- VCD cover
- Directed by: Surya
- Written by: M D Sridhar Sunil Parameshwar Surya
- Produced by: M D Sridhar Karisubbu N R Chandrashekhar Tiptur Raju D.S. Prakash Rao
- Starring: Ramya Krishna Devaraj Prema Vinod Alva Suman Charulatha
- Cinematography: Krishna Kumar
- Edited by: D. Raja
- Music by: Rajesh Ramanath
- Release date: 9 October 2001;
- Country: India
- Language: Kannada

= Neelambari (2001 film) =

Neelambari is 2001 Indian Kannada-language fantasy film directed by Surya and starring Ramya Krishna, Devaraj, Prema, Vinod Alva, Suman, and Charulatha.

==Plot==
In the village of Neeli Batta, human sacrifices occur. A five-member TV channel crew (including Vinod) comes to report on the village. Charuhasan asks the crew to see Akhila who can tell them the story. Two members of the crew get murdered. Police officer Bharath and his wife Durga come to investigate the murders. A flashback is told about how both beautiful Malli and an ordinary looking Neela had fought over who gets Veera and eventually Malli had married Veera. A furious Neela has used her father's powers, done a yaaga, transformed into Akhila and creates havoc in the village. How Akhila is defeated forms the rest of the story.

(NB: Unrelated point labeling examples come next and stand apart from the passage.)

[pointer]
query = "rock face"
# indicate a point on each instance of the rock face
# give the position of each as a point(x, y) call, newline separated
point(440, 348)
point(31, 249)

== Release and reception ==
The film was later dubbed in Telugu in April 2002. A critic from Sify said that "What can you say more about this super natural movie mixed with special effects? Well if you like Ramya go for it". Gudipoodi Srihari of The Hindu wrote that "The narration drags, taking good time to present the obvious. The film belongs to Ramya who plays different characters that come into picture at different stages". Arpan Panicker of Full Hyderabad opined that "It ain't different enough." Overall the reviews were not favorable.